Diplômé du Centro sperimentale de Rome en 1949, assistant de Chiarini et d'Antonioni, il débute très jeune par des courts métrages qui attirent l'attention : Bambini (1951), Ombrellai (1952). Son documentaire Zona pericolosa (1951) est un pamphlet contre le décervelage par les fumetti, les bandes dessinées. Son talent précoce est confirmé par son épisode (La storia di Caterina, sur un scénario de Zavattini) du film collectif L'amore in citta (1953), inspiré par un fait divers : une fille-mère conduite par la misère à abandonner son bébé. Resté pratiquement inconnu hors d'Italie, son premier long métrage, Gli sbandati (1955), est une pénétrante analyse de la psychologie des adolescents de la grande bourgeoisie durant les dramatiques événements de 1943. La Femme du jour (La donna del giorno, 1957), I delfini (1960) et Désirs pervers / les Deux Rivales (Gli indifferenti, d'après le roman de Moravia, 1964) sont des études de mœurs conduites avec perspicacité. Tout en réalisant divers films commerciaux sans grand intérêt (Tue-moi vite... j'ai froid [Fai in fretta ad uccidermi... ho freddo !], 1967 ; Un couple pas ordinaire [Ruba al prossimo tuo], 1968), il revient à la politique avec Lettera aperta a un giornale della sera (1970), amère satire des désarrois des intellectuels pendant la guerre du Viêt-nam, et le Soupçon (Il sospetto, 1975), étude du destin d'un militant communiste clandestin en mission dans l'Italie fasciste.
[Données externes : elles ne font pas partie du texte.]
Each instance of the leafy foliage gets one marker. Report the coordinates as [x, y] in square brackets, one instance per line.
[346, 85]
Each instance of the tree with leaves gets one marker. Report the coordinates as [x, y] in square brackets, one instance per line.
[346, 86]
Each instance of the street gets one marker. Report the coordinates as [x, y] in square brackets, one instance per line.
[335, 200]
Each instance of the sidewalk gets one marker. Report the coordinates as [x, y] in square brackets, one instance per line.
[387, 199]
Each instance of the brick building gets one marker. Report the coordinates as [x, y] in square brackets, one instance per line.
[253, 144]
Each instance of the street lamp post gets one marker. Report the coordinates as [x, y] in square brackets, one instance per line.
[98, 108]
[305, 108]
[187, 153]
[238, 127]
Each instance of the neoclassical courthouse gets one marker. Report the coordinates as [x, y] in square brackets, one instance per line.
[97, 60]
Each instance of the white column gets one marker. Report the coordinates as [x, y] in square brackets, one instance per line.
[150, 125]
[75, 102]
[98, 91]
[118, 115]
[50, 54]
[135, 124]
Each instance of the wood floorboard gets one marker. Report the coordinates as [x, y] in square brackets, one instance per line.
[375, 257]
Après une éclipse d'une dizaine d'années consacrée à des productions de télévision, il retrouve à partir de 1981 un important regain d'activité, tournant successivement Una storia d'amore (1986), Quaderni di città (1987), Codice privato (1988), le Secret (Il secreto, 1990) et L'alba (1991). Il a également réalisé en 1961 un des épisodes des Femmes accusent (Le Italiane e l'amore).